If you think I’m exaggerating, just ask my colleagues or my husband, who now don’t even try to hide their rolling eyes when I start sharing stories from the old series. While I take a lot of the blame, you can also point fingers at Amazon Prime, which has the complete series for free on demand. Something I’ve been taking advantage of nearly every night.
There are just so many things about the series that bring me back to a big decision in my life, one I was making almost exactly 13 years ago. I remember it like it was yesterday.
An ultimatum from one of my favorite professors, a tall, screechy, high standard-holding man named Bill Coplin. In the foyer of Syracuse University’s Maxwell Hall, he told me I had to choose a path: politics or TV.
I’d spent four years dodging that very decision. Rather than choose one major, I decided to get dual degrees in Broadcast Journalism and Policy Studies. I thought for a while that I could combine the two — perhaps becoming a media relations consultant or speechwriter for a politician or lobbyist. I had the passion for making a difference (I was in a service fraternity and wrote my senior thesis on the education system) but I loved the power of technology and journalism for getting the word out.
Naive, I realize now, but I really did graduate with stars in my eyes.
As you probably know, I chose to pursue TV — and while I really do think that was the right choice, I often wonder — could I have been Sam Seaborn? (For those not obsessed with TWW like me, Sam is a character whose main role is the Deputy Director of Communications, writing speeches and helping shape policy.)
There are so many issues today that I want to stand up for. Education. Childhood obesity. Gun control. The environment.
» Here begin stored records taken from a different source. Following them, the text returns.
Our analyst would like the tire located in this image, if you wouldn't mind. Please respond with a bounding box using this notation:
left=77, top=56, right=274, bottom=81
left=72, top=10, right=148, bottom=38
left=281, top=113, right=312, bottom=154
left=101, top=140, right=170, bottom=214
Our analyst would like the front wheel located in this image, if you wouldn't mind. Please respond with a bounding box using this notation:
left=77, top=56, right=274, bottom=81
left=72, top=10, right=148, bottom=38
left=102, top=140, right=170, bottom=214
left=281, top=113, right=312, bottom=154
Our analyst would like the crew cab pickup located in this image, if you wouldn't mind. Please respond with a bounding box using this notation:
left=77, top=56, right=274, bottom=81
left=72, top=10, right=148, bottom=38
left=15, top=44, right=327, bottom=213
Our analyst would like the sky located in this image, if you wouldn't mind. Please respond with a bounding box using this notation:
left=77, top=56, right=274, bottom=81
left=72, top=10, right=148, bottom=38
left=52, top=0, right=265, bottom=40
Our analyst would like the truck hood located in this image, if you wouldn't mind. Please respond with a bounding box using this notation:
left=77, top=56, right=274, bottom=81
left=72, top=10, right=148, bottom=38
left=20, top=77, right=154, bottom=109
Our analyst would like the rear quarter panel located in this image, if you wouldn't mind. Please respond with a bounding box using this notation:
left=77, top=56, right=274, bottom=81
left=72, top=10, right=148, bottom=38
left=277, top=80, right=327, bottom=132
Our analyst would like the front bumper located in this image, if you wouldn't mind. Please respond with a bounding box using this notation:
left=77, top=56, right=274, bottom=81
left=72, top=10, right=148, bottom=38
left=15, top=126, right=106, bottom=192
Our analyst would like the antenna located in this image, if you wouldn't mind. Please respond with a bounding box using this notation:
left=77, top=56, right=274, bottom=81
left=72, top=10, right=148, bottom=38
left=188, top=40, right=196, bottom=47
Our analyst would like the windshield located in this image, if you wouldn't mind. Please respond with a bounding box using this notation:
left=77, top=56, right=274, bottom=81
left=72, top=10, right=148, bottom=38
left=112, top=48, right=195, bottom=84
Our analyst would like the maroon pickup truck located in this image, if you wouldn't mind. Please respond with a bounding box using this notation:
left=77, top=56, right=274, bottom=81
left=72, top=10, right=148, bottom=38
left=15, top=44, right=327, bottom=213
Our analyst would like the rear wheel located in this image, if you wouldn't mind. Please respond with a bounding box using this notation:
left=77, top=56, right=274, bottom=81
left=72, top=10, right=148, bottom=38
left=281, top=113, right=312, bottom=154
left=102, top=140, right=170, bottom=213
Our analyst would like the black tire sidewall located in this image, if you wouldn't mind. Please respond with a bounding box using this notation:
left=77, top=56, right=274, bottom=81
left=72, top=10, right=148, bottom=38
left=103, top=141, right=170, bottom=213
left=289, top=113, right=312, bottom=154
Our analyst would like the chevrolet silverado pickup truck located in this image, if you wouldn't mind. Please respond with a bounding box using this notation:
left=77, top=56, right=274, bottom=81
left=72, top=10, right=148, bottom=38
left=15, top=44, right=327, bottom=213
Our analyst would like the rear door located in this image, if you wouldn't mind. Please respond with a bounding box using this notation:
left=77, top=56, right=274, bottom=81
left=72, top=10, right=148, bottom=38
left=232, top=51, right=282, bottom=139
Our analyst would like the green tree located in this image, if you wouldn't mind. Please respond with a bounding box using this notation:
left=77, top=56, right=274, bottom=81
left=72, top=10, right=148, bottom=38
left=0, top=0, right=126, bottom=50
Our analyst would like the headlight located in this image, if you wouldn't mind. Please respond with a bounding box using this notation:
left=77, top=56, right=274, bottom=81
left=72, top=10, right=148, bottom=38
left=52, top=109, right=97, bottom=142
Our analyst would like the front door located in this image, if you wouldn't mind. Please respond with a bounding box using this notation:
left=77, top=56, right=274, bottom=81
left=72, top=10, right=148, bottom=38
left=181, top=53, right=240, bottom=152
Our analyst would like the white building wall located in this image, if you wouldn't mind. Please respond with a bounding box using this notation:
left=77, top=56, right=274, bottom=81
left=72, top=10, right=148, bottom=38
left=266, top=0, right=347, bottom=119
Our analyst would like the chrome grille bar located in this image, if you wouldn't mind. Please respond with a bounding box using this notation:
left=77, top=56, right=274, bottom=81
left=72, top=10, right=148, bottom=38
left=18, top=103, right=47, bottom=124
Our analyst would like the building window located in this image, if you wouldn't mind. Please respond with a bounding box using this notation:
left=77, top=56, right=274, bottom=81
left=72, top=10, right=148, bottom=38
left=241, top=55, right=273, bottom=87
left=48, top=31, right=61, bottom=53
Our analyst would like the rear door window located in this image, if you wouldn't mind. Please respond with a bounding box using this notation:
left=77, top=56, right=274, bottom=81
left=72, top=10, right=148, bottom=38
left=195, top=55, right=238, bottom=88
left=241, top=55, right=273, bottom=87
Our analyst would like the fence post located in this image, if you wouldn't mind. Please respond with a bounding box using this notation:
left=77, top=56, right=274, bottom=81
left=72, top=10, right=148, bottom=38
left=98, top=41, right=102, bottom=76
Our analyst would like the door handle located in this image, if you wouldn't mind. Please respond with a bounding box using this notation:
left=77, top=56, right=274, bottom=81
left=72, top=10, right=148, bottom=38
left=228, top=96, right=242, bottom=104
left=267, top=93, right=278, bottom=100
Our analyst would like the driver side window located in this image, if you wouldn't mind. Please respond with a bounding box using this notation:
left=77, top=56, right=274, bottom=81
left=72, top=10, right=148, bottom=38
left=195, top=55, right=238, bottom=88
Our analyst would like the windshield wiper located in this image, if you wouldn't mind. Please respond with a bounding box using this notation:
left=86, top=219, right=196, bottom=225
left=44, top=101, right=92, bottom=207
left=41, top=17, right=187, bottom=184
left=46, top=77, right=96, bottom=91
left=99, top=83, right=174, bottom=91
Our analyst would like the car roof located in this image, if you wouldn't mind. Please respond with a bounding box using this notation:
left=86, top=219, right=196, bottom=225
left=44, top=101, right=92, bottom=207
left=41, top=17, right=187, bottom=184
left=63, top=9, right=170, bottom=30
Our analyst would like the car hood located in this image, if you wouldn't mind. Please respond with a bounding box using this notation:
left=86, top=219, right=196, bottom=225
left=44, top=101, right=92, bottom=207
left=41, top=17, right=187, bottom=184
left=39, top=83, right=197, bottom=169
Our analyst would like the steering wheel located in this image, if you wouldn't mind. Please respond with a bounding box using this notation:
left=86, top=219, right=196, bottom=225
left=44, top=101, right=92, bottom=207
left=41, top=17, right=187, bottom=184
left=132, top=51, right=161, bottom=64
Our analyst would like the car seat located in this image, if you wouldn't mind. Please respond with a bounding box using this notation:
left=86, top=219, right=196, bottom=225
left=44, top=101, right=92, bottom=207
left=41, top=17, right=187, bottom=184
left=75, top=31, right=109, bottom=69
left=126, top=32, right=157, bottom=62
I think that times have changed and you no longer need a special degree or a political position to effect change (I’m certainly trying to do that in my role with Growing Bolder), and I’m not sure that had I chosen the other tine in that fork in the road, I’d be as happy as I am today.
I guess as it turns out, I became another Sorkin character — Dana, the strong female producer from my second favorite series in history, Sports Night.